Jueves 25 de junio

Dios dice: “He escuchado la oración y el ruego que me has hecho, y he consagrado este templo que has construido como residencia perpetua de mi nombre”.

1 Reyes 9,3

Cuando una comunidad cristiana inaugura una iglesia, un espacio de cultos a Dios, generalmente realiza una gran fiesta en la que participa mucha gente, ya sean de la comunidad o invitados. Conocí una iglesia y me contaron que era la única vez que estuvo completa de gente (alrededor de 200 personas sentadas) era en la inauguración. El tiempo pasó, los yuyos alrededor crecían, el edificio se deterioraba cada vez más; no había personas para hacer las reparaciones ni dinero para pagarlo. Un grupo muy chico tuvo que tomar la decisión de cerrar la iglesia y vender el predio. En ese momento había lágrimas porque la mayoría de aquellos que iniciaron la obra habían tomado otros rumbos.

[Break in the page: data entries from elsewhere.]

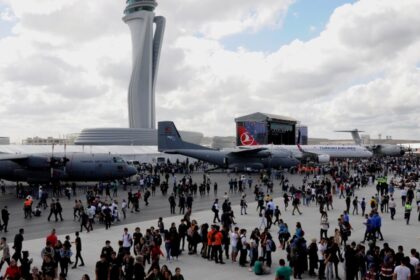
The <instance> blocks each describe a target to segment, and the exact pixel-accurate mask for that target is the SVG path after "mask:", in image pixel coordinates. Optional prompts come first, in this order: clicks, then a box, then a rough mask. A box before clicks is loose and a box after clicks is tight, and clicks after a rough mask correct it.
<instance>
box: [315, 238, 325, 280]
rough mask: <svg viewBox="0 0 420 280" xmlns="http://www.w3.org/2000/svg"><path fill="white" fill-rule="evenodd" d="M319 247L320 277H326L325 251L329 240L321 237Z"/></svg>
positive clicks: (318, 276)
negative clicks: (327, 239)
mask: <svg viewBox="0 0 420 280" xmlns="http://www.w3.org/2000/svg"><path fill="white" fill-rule="evenodd" d="M317 247H318V252H317V254H318V261H319V269H318V279H323V278H325V261H324V260H325V257H324V252H325V250H327V241H326V240H325V239H321V240H320V241H319V243H318V245H317Z"/></svg>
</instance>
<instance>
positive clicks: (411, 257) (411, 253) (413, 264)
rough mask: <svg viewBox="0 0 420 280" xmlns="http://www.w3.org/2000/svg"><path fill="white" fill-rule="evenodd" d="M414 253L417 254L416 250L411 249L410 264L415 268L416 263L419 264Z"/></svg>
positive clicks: (413, 249)
mask: <svg viewBox="0 0 420 280" xmlns="http://www.w3.org/2000/svg"><path fill="white" fill-rule="evenodd" d="M416 255H417V250H416V249H411V257H410V264H411V265H412V266H414V268H416V267H417V265H418V264H419V259H418V258H416Z"/></svg>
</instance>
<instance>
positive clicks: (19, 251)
mask: <svg viewBox="0 0 420 280" xmlns="http://www.w3.org/2000/svg"><path fill="white" fill-rule="evenodd" d="M24 233H25V230H24V229H23V228H21V229H19V233H18V234H16V235H15V239H14V241H13V249H14V250H15V252H14V254H13V256H12V258H13V259H14V260H15V261H18V260H21V259H22V246H23V240H24V238H23V234H24Z"/></svg>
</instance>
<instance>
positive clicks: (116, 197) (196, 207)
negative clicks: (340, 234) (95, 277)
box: [0, 172, 303, 242]
mask: <svg viewBox="0 0 420 280" xmlns="http://www.w3.org/2000/svg"><path fill="white" fill-rule="evenodd" d="M286 174H287V173H286ZM176 176H177V180H180V179H181V178H182V176H183V175H181V174H176ZM191 176H192V179H193V182H197V184H199V183H201V182H202V181H203V173H202V172H197V173H193V174H192V175H191ZM240 176H241V174H240V173H238V174H230V175H228V174H227V173H210V178H211V182H212V185H211V190H210V193H209V195H205V196H204V197H200V195H199V193H198V192H197V195H196V196H195V197H194V202H193V212H194V211H202V210H209V209H211V206H212V204H213V201H214V199H215V198H223V195H224V193H225V192H229V184H228V182H229V180H230V178H235V177H236V178H238V179H239V178H240ZM251 176H252V178H253V185H255V184H256V183H257V182H258V180H259V175H258V174H252V175H251ZM286 176H287V178H288V179H289V186H291V185H292V184H294V185H295V186H301V184H302V179H303V175H290V174H287V175H286ZM162 179H163V178H162ZM170 182H171V181H170ZM214 182H217V183H218V192H217V196H215V195H214V193H213V183H214ZM135 189H136V187H133V190H135ZM171 190H172V187H170V188H169V190H168V195H167V196H163V195H162V193H161V192H160V189H159V188H157V189H156V195H155V196H151V197H150V199H149V206H145V203H144V201H143V200H141V201H140V212H139V213H130V212H129V211H128V212H127V218H126V219H125V220H124V219H122V220H121V221H120V222H116V223H115V225H123V224H132V223H136V222H142V221H148V220H153V219H156V221H157V219H158V218H159V217H168V216H171V214H170V209H169V202H168V197H169V194H170V193H171ZM253 191H254V188H253V187H252V189H249V188H248V187H247V188H246V191H245V193H246V194H247V202H248V203H250V202H254V201H255V196H254V194H253ZM104 194H105V192H104ZM111 194H112V191H111ZM281 195H282V192H281V187H280V184H279V181H278V180H275V182H274V193H273V196H274V197H280V196H281ZM240 196H241V195H240V193H236V194H229V197H230V201H231V203H232V205H238V204H239V202H240ZM102 197H104V195H103V196H102ZM50 198H51V194H50V195H49V199H48V203H50ZM75 199H81V200H82V202H83V204H84V206H86V198H85V193H84V191H83V188H78V190H77V196H76V197H73V196H72V197H71V199H70V200H68V199H67V197H65V196H64V195H63V196H62V197H60V202H61V204H62V206H63V218H64V221H59V222H55V220H54V215H53V216H52V217H51V221H50V222H48V221H47V217H48V215H49V208H47V209H46V210H44V211H43V212H42V216H41V217H32V219H25V218H24V213H23V202H24V200H23V199H17V198H16V196H15V188H14V187H13V186H12V185H11V186H8V189H7V194H2V195H1V196H0V208H1V209H3V207H4V205H7V206H8V208H9V212H10V221H9V227H8V233H4V232H2V233H1V234H2V236H5V237H7V239H8V241H9V242H10V241H12V240H13V237H14V235H15V234H16V233H17V232H18V230H19V228H24V229H25V234H24V238H25V240H31V239H36V238H41V237H45V236H47V235H48V234H49V233H50V231H51V230H52V229H53V228H55V229H56V230H57V233H58V234H62V233H71V232H75V231H78V230H80V224H79V222H77V221H74V220H73V206H74V200H75ZM116 199H117V200H118V202H119V205H121V201H122V199H126V200H127V191H124V190H123V189H122V187H121V188H120V189H119V190H118V197H116ZM177 202H178V199H177ZM37 203H38V201H37V200H36V199H35V200H34V206H35V205H36V204H37ZM176 211H177V212H176V214H175V215H178V214H179V213H178V207H177V208H176ZM236 215H239V213H236ZM120 216H121V217H122V213H121V211H120ZM103 227H104V225H103V224H98V223H96V224H95V225H94V231H93V232H95V228H103Z"/></svg>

Sin embargo, también conocí otra congregación con un templo de muchos más años que el anterior. Siempre fue un grupo pequeño que tuvo el empeño de reunirse, cantar himnos de alabanza, orar… El aspecto del pequeño templo manifiesta en sus arreglos la fe en el Dios de la vida. En el libro de 1 Reyes, Dios le dice al rey Salomón después de la inauguración del templo: “Siempre lo cuidaré y lo tendré presente”. Pero Dios también agrega que si la comunidad no está presente en ese templo que se hizo con sacrificio, Él abandonará el espacio.

Llegamos a la conclusión que si los creyentes no participan del momento cúltico a Dios, Dios tampoco estará allí… La bendición de Diosa un espacio de encuentro depende de la ferviente participación de los creyentes.

Oración: ¡Señor nuestro Dios, te pedimos que estés en nuestro medio! Amén.